Christopher se agachó para levantarle.
– Por favor, embajador -dijo-, esto no es necesario. Sólo cumpla su promesa. Llévense a la niña unas semanas a algún lugar donde nadie vaya a hacer preguntas.
– Sí. Sí. Por supuesto. Lo que usted diga.
– Decker -dijo Christopher-, por favor, pídele a Jackie, con la mayor discreción posible, que despeje la oficina de personal, y luego acompaña al embajador, su hijo y su nieta hasta la salida. Asegúrate de que nadie de los que los vieron entrar les ven salir. -Decker asintió y salió del despacho. Al poco rato, regresó para acompañarlos a la salida, con la nieta del embajador envuelta en la manta, igual que como cuando habían entrado. Al llegar a la puerta, Christopher detuvo al embajador Tanaka.
– Embajador -dijo-, una pregunta.
– Lo que quiera -contestó Tanaka.
– ¿Tiene idea de quién fue la persona que me vio salir del dispensario de la ONU, después de que se curaran los pacientes allí ingresados?
– Creo que fue la señora Hansen -dijo Tanaka.
– Hmm… Bien. Gracias -dijo Christopher-. Supongo que volveré a verle en la reunión del Consejo de Seguridad del próximo jueves, ¿no?
– Sí -dijo Tanaka con una reverencia. Teniendo en cuenta que el embajador Tanaka rara vez cumplía con el saludo japonés tradicional fuera de su país, esta reverencia resultó particularmente respetuosa.
Cuando regresó Decker, Christopher ya había llamado a Jackie al despacho. Una vez le hubo asegurado Decker a Christopher que todo había ido bien, Jackie prosiguió con su explicación.
– Estaba en el dispensario tratando de reconfortar a Decker -dijo-. Estuve allí una media hora y luego salí un momento para ir al aseo.
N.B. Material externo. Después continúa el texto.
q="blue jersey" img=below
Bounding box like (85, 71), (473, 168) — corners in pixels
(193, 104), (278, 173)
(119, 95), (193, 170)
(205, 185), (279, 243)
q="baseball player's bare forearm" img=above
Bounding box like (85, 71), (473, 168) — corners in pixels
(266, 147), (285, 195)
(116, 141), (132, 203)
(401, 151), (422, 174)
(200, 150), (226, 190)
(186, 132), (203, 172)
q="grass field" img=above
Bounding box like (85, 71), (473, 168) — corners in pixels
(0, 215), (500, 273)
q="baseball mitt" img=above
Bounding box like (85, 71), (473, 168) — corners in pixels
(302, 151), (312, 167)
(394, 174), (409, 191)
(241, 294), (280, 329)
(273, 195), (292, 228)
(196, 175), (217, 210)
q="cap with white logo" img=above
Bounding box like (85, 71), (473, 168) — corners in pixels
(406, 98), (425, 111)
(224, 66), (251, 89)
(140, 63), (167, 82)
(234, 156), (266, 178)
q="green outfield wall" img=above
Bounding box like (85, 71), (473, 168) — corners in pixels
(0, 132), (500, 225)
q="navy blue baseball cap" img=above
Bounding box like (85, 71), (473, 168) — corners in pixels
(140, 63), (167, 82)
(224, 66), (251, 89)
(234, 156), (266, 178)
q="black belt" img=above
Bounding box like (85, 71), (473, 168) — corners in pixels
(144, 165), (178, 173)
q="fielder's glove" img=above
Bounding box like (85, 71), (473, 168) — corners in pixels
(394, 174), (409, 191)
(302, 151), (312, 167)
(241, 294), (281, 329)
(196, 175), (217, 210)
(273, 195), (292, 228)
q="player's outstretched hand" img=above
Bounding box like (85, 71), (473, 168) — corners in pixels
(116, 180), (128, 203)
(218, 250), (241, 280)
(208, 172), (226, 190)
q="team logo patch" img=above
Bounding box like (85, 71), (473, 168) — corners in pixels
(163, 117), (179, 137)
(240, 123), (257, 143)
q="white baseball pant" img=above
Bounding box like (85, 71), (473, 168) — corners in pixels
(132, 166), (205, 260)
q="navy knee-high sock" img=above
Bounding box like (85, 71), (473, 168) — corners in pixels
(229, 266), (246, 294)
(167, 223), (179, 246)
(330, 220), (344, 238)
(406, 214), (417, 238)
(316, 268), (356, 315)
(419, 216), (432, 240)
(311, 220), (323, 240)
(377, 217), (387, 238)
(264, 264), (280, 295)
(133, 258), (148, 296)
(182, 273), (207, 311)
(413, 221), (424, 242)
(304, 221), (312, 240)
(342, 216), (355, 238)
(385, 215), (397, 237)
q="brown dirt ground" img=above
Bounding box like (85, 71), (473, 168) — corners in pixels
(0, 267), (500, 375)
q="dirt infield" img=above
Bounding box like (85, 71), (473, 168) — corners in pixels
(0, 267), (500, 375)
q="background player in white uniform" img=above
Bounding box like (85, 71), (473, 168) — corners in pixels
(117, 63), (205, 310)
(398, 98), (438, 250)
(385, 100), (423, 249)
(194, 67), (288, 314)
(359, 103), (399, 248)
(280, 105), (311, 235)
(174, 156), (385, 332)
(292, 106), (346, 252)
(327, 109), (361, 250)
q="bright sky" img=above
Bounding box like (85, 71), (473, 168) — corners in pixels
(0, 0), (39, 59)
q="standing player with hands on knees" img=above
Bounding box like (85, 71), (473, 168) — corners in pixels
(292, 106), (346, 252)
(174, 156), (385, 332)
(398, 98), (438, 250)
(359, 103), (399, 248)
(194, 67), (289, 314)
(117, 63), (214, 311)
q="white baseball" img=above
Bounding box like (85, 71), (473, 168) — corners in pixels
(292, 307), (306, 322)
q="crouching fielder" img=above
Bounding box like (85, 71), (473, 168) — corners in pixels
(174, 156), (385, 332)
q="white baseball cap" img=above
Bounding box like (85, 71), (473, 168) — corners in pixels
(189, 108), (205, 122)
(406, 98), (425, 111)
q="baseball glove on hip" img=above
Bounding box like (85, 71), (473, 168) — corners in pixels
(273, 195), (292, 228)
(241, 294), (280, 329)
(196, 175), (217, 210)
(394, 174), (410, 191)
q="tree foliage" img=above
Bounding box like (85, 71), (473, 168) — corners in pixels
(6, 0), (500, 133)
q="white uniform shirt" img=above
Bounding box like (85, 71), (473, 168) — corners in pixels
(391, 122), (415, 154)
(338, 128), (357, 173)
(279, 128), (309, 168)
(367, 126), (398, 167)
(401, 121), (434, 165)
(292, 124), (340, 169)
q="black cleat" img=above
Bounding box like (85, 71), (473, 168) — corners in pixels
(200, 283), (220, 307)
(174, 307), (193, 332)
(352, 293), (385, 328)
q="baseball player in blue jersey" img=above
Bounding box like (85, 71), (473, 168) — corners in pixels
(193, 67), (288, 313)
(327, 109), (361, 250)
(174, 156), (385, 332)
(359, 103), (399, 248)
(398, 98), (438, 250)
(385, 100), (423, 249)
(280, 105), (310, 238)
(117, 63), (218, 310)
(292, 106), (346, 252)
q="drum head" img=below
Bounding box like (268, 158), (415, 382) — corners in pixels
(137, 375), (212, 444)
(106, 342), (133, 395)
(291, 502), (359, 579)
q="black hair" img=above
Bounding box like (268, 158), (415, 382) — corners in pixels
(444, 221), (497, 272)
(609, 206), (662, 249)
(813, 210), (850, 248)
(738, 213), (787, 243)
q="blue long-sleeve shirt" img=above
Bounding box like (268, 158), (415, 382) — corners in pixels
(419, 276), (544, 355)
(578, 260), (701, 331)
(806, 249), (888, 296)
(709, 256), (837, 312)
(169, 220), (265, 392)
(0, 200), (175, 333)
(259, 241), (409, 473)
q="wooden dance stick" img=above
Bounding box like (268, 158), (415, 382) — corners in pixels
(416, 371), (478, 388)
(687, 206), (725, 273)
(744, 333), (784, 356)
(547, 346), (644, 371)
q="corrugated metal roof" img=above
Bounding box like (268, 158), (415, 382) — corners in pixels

Cuando regresé, vi cómo te ibas, y di por hecho que habías ido a visitar a Decker. Pero cuando llegué a su cama, él estaba perfectamente bien; todos lo estaban. Los verdugones y la fiebre habían desaparecido. No supe qué pensar. Y entonces me enteré de que el efecto del veneno tardaba una semana en desaparecer. Iba a preguntarte sobre ello, pero como no estaba muy segura de qué decir, pues lo fui postergando. Y entonces, ayer, a la hora del almuerzo, fui al Lucius Trust, como de costumbre, para meditar. Mientras estaba allí -supongo que se me notaba que le estaba dando vueltas a algo en la cabeza-, Gaia Love me preguntó qué era lo que me preocupaba, y se lo conté. Intenté no ser muy precisa, pero creo que se lo imaginó. Espero no haber causado demasiados problemas -concluyó con un gesto de honda preocupación.